EPB President David Wade told the utility board Friday that EPB must boost its video rates or risk losing money on the service, which EPB as a publicly owned and regulated utility is not allowed to do. EPB will be sending letters to affected customers next week explaining the changes and Wade said EPB customer service representatives will be available to discuss different options for consumers who may wish to alter their video services due to the higher rates.
"We want to do what is best for our customers," Wade said, noting that many customers are abandoning standard cable TV plans and moving to streaming television services such as Hulu, Sling TV, Netflix or Amazon through their internet.

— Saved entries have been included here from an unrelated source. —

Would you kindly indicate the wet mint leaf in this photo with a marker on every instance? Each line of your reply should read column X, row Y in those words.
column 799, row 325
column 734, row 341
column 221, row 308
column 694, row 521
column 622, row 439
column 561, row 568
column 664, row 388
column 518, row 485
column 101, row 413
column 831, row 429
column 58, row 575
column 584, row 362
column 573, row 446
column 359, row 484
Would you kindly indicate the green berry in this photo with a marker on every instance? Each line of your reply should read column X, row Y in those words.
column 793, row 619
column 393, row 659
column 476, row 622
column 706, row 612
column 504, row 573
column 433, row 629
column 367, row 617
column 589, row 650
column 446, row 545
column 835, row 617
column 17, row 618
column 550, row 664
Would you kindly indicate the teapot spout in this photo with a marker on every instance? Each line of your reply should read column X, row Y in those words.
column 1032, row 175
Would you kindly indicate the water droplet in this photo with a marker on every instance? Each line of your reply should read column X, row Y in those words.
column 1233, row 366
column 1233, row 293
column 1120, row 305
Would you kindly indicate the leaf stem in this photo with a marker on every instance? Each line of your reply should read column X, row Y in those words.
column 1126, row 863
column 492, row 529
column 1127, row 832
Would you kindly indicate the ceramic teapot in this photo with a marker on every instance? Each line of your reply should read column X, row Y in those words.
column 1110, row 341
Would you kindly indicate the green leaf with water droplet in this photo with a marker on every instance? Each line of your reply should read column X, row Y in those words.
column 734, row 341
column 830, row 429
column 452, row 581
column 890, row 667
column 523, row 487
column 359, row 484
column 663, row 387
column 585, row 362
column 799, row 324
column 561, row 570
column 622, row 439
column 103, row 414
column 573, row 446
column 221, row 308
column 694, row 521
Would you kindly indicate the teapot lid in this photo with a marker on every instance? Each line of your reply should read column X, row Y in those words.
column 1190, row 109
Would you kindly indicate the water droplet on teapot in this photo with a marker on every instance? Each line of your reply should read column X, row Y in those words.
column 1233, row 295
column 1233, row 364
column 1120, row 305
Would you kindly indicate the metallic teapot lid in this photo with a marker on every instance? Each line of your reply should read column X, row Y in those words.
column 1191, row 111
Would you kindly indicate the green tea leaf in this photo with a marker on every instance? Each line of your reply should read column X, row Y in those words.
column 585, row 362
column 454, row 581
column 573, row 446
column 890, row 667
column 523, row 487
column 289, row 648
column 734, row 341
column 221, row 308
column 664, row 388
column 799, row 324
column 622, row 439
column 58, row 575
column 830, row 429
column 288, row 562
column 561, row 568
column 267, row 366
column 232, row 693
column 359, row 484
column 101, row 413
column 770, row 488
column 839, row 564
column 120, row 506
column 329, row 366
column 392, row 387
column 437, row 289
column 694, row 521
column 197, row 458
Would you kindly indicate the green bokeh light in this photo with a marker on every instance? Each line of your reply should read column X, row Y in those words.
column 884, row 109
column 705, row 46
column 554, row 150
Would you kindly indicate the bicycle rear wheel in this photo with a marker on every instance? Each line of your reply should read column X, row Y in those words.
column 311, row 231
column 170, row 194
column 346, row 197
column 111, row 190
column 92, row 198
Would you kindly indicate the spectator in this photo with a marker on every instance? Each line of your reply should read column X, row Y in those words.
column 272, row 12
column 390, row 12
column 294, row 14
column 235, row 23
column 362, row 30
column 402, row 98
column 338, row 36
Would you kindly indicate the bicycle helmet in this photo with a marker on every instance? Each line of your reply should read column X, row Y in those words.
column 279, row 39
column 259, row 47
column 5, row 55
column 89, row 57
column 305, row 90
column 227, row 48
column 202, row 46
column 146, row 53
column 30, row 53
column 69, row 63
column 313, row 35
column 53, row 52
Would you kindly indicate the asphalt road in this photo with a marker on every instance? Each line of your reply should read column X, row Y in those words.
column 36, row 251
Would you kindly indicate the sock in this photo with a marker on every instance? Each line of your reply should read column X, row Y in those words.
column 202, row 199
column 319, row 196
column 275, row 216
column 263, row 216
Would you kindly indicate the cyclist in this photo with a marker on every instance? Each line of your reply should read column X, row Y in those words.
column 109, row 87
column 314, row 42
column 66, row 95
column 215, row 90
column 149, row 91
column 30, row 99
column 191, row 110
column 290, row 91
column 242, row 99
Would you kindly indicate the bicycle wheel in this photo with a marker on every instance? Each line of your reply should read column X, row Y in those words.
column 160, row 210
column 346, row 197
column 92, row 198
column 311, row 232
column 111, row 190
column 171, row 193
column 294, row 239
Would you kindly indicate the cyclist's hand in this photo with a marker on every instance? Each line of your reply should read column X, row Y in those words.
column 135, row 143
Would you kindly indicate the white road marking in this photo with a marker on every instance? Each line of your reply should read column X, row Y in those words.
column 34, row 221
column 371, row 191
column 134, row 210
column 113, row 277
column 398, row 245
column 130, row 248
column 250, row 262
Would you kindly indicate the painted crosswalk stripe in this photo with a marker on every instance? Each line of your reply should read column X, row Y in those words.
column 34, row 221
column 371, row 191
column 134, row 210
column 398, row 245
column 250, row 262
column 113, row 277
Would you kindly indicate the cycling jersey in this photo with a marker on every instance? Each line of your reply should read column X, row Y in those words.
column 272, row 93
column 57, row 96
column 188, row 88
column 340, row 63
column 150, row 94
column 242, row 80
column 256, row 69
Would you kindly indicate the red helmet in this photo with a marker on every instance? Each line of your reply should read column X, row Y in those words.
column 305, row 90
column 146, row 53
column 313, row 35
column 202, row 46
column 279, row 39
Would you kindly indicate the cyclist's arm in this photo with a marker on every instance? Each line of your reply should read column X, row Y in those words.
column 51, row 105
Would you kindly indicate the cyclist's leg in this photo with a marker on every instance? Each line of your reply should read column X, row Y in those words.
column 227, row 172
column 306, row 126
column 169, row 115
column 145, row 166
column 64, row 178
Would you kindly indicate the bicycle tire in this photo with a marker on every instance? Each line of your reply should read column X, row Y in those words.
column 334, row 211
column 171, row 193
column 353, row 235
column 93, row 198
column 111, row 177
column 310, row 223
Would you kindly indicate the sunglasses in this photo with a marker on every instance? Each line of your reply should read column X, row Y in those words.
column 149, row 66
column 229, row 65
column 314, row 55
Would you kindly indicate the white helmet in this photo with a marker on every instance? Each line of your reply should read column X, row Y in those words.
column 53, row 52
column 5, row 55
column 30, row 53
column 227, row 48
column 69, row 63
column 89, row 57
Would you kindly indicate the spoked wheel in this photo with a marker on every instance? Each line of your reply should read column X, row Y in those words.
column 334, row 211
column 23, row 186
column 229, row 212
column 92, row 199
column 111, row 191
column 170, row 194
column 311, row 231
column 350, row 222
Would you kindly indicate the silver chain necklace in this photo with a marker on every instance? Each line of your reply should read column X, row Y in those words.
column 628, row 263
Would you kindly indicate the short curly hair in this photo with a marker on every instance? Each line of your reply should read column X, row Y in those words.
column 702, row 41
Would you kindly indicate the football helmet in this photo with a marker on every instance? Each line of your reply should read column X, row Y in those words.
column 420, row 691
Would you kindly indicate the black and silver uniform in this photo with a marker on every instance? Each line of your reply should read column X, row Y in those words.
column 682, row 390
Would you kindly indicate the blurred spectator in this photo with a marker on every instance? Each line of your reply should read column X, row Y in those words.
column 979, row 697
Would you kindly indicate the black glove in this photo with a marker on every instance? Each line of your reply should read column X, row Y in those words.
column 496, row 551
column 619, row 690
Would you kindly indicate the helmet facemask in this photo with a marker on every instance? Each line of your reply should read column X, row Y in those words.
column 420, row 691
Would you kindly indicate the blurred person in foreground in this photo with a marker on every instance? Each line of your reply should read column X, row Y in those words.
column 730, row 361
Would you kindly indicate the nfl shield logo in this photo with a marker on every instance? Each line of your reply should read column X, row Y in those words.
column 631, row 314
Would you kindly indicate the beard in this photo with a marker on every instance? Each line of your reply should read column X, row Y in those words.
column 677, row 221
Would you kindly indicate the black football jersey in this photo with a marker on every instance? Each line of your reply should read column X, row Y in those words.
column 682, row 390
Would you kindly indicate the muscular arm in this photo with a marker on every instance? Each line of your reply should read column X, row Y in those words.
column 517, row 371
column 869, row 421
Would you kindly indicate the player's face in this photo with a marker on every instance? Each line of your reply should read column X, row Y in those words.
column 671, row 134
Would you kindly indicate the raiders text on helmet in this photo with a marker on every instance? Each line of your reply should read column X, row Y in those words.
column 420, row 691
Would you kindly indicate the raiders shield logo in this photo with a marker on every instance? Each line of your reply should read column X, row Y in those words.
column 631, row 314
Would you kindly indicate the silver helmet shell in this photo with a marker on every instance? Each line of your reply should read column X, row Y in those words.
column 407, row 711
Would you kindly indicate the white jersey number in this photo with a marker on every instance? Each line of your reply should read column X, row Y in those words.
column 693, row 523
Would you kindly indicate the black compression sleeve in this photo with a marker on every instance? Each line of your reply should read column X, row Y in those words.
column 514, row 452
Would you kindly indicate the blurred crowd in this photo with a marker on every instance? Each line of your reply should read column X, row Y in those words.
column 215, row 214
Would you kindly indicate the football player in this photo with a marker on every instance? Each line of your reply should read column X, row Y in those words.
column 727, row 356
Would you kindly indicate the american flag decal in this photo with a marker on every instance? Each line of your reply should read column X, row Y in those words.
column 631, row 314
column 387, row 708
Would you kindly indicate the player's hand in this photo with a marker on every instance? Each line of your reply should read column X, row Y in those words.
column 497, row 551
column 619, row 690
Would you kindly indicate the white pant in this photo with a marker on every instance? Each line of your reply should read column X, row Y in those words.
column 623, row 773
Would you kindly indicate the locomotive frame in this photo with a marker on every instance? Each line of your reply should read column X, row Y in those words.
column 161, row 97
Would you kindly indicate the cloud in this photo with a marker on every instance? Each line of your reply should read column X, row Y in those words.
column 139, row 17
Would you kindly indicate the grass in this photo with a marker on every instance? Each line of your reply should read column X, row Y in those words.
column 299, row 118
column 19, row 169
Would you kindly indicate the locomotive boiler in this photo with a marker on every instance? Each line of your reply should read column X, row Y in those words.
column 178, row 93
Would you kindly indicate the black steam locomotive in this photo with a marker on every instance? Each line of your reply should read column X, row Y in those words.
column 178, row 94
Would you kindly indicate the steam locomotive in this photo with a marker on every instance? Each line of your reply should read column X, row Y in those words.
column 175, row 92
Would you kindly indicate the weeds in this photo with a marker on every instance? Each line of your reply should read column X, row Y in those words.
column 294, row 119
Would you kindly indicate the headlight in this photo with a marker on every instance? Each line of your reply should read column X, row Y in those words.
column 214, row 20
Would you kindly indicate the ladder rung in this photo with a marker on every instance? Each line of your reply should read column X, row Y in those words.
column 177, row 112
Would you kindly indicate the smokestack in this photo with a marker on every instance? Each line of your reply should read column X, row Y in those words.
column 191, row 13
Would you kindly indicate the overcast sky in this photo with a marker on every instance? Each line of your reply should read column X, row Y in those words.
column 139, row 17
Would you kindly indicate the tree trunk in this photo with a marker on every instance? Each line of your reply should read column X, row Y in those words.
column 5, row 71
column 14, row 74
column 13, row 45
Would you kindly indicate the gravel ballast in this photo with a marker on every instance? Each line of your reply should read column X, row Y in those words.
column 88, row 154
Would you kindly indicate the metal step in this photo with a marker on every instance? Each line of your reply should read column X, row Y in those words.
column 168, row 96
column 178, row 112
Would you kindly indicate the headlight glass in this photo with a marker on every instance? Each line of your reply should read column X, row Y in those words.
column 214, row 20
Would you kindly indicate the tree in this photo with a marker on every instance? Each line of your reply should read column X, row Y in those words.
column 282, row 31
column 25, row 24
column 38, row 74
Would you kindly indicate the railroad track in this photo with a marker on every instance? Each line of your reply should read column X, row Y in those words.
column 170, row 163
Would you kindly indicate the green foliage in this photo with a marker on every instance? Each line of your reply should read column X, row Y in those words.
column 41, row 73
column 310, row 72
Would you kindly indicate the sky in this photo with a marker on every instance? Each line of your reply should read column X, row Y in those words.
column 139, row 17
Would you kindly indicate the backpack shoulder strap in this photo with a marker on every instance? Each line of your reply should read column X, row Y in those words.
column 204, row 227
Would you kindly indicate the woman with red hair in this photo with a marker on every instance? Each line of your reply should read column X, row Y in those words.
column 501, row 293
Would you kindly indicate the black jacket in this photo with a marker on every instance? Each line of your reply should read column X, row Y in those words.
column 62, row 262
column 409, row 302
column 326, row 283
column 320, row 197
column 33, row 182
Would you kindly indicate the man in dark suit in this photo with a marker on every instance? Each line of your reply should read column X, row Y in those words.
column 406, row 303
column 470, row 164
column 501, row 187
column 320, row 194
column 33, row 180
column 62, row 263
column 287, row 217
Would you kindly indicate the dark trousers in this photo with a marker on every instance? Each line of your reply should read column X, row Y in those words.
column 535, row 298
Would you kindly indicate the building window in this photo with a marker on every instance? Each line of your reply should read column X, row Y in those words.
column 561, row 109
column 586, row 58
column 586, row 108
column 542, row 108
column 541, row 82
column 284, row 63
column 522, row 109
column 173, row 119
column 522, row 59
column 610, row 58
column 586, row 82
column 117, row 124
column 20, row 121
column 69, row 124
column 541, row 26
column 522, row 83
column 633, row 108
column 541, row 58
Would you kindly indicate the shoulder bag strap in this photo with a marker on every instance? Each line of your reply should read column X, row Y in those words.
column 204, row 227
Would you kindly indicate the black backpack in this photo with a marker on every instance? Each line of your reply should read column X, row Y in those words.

EPB has signed up more than 99,000 residential and business customers to its fiber optic network since the electric utility expanded into telecom a decade ago. But only 54,014 of those customers subscribe to any of EPB's video service. The rest used EPB strictly for for internet, data or phone service.
Despite its "drive to 100k" program to sign up more EPB fiber optic users, the number of video service users at EPB dropped by more than 2,200 in the past year, Eaves said. The decline reflects the growing trend by many TV viewers to "cut the cord" for cable TV services and switch to over-the-air broadcasts and internet video services.
Wade said EPB actually makes more money from internet services than its video business, even though the $60 million-a-year video services generate nearly half of EPB's fiber optic revenues.
Most of EPB's video service customers subscribe to the "gold plan" and will pay $8 more a month, or $96 more a year, under the higher prices approved Friday.
The latest EPB rate hikes are slightly lower than those adopted over the past couple of years by EPB, which last year raised cable TV plans from $2 to $11 more a month. EPB has raised its video rates for each of the past five years to cover increased program expenses, Wade said.
Such raises in video charges are common by most cable TV providers, although internet service rates have generally remained stable or even declined.
The U.S. Bureau of Labor Statistics said the average consumer bill for cable and satellite subscriber services rose 5.6 percent in the 12-month period ended in August, or double the 2.8 percent overall producer price inflation rate in the same period.
The price of internet access services dropped by an average 1.1 percent in the same period, according to BLS data.
EPB's biggest rival for cable TV service in Chattanooga, Comcast, has no immediate plans for a rate increase, Comcast spokeswoman Sara Jo Walker said Friday.
But in a June report on "Cable TV's Sneaky Fees," Consumer Reports magazine said many cable providers, including Comcast in some areas, have added broadcast TV fees, sports surcharges and HD technology fees on to bills while keeping the quoted plan rates unchanged. Consumer Reports delivered more than 100,000 petition signatures to Comcast three months questioning the add-on fees.
"With the proliferation of add-on fees, it's nearly impossible for consumers to find out the full cost of a cable package before they get locked into a contract — and cable companies count on this," said Jonathan Schwantes, senior policy counsel for Consumers Union, the advocacy division of Consumer Reports. "These confusing, often misleadingly named charges, continue to drive up consumer bills, even if you lock in a promotional rate."
Wade said EPB is trying to be transparent with its rate increase. Consumer Reports recently praised EPB as "one of the few bright spots for internet service" and the only Internet Service Provider to receive the magazine's top mark for value.